Les Rückert-Lieder de Gustav Mahler s’inscrivent en écho aux trois Lieder de Schubert ; ils disent la nature et les chants (Blicke mir nicht in die Lieder, Ich atmet’ einen linden Duft), l’amour (Liebst du um Schönheit) la solitude, la douleur et la mort (Um Mitternacht, Ich bin der Welt abhanden gekommen), écho assombri, intériorisé, comme contaminé par la Symphonie qui s’est glissée dans l’intervalle. Orchestre et voix se répondent, s’interpellent mutuellement, toujours complémentaires interprètes d’une écriture dépouillée faisant la part belle aux timbres et aux couleurs.

Une autre perle de l’univers greifien terminait la soirée. Écrit en treize jours pour le Festival de Cordes-sur-Ciel, le Quadruple concerto « La Danse des morts » pour piano, violon, alto, violoncelle et orchestre est un véritable concerto-combat. Y dialoguent, en droite ligne du concerto grosso baroque, un ensemble de quatre solistes – leur formation « éclatée », qui séparait le pianiste de ses comparses, probablement pour des raisons d’équilibre sonore dans la perspective de l’enregistrement, difficulté supplémentaire, n’a pas semblé altérer leur cohésion – et un ensemble orchestral plus vaste. Déjà donné ici en 2014 – il est d’ailleurs dédié à Yves Petit de Voize –, il déroule trois mouvements foisonnants de motifs. Dans Le réveil des morts, le compositeur cède à son habitude de « fausser la ligne », ici celle d’un choral, à laquelle les cuivres proposent un contre-chant plus « contre » que « chant ». D’une écriture horizontale aux lignes enchevêtrées sourd un Dies iræ souvent réduit à son ossature rythmique : une suite de huit notes correspondant à la métrique de la séquence. On retrouve cette même esthétique tourmentée dans la ligne mélodique ornée à l’extrême qui commence les Lamentationes Jeremiae : le violoncelle soliste y est rejoint par l’alto puis par le violon et enfin par le piano, auxquels répondent quelques instruments de l’orchestre, parmi lesquels un hautbois particulièrement inspiré. Le concerto se termine par une Danse des morts, tarentelle diabolique en crescendo, au-dessus de laquelle émerge un Dies irae de cuivres ; la danse se perd, se délite, se fracasse, laissant entendre des fragments de ses motifs générateurs avec, toujours, le Dies irae en arrière-plan, immuable.

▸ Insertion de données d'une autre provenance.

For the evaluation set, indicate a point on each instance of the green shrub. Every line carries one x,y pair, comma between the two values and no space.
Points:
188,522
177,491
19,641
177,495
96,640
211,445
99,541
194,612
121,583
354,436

Une émotion singulière mais palpable

Le concert chez soi est une chose étonnante, certes. On pourrait croire que l’émotion peine à s’y glisser, mais il n’en est finalement rien : l’engagement des musiciens, leur évidente complicité, leur plaisir à se retrouver pour s’approprier des œuvres et en offrir la quintessence à un public devenu très lointain, font des miracles. Le baryton Edwin Fardini – qui remplace quasiment au pied levé Thomas Stimmel, prouesse qu’il convient de saluer tant le programme est dense – révèle dès ses premières notes des qualités qui ne faibliront pas durant le concert pourtant exigeant à la fois techniquement et émotionnellement : voix longue et profonde, belle souplesse, diction parfaitement claire, magnifique soutien. Le jeune chanteur, lauréat du dernier concours « Voix des Outre-Mer » sait se faire tour à tour léger, poignant ou rêveur, endosse avec une simplicité bouleversante les personnages du dernier Lied de Schubert, ballade de Goethe bien connue dans laquelle le roi des Aulnes emporte vers la mort un enfant porté par son père à cheval. La complicité des quatre solistes du concerto est palpable de même que leur engagement intense, répondant à celui du jeune chef Pierre Dumoussaud. Ces musiques les habitent : on sent leur connaissance de ces univers multiples, riches et singuliers, dont le rapprochement ce soir tient de l’évidence esthétique. Voir et entendre cette jeune génération de musiciens se plonger dans ces œuvres denses et singulières, qu’ils servent de façon particulièrement convaincante est un réel bonheur. Serais-je allée à Deauville cette année ? Peut-être pas. Mais j’ai écouté Deauville chez moi, et je puis le réécouter, si je le souhaite – et vous aussi –, pendant deux semaines, en attendant la sortie du disque.

Festival de Pâques de Deauville. Salle Élie de Brignac, le samedi 1er mai 2021. Franz Schubert : Trois Lieder pour voix et orchestre (Memnon, Ständchen, Erlkönig) ; Gustav Mahler : Rückert-Lieder pour voix et orchestre ; Olivier Greif : Symphonie pour baryton et orchestre ; Quadruple concerto « La Danse des morts » pour piano, violon, alto, violoncelle et orchestre. Edwin Fardini (baryton) ; Pierre Fouchenneret (violon) ; Lise Berthaud (alto) ; Yan Levionnois (violoncelle) ; Philippe Hattat (piano) ; Ensemble à vents La Fresque et ensemble L’atelier de musique (dir. Pierre Dumoussaud).

Diffusion en direct le 1er mai à 20h30 puis disponible en replay sur normandie.france3.fr, le site du festival musiqueadeauville.com et la plate-forme Recithall.


[1] La dernière production de cette fructueuse collaboration, Les Chants de l’âme (enregistrement de musiques d’Olivier Greif et Thierry Escaich), a notamment reçu le Choc de la revue Classica.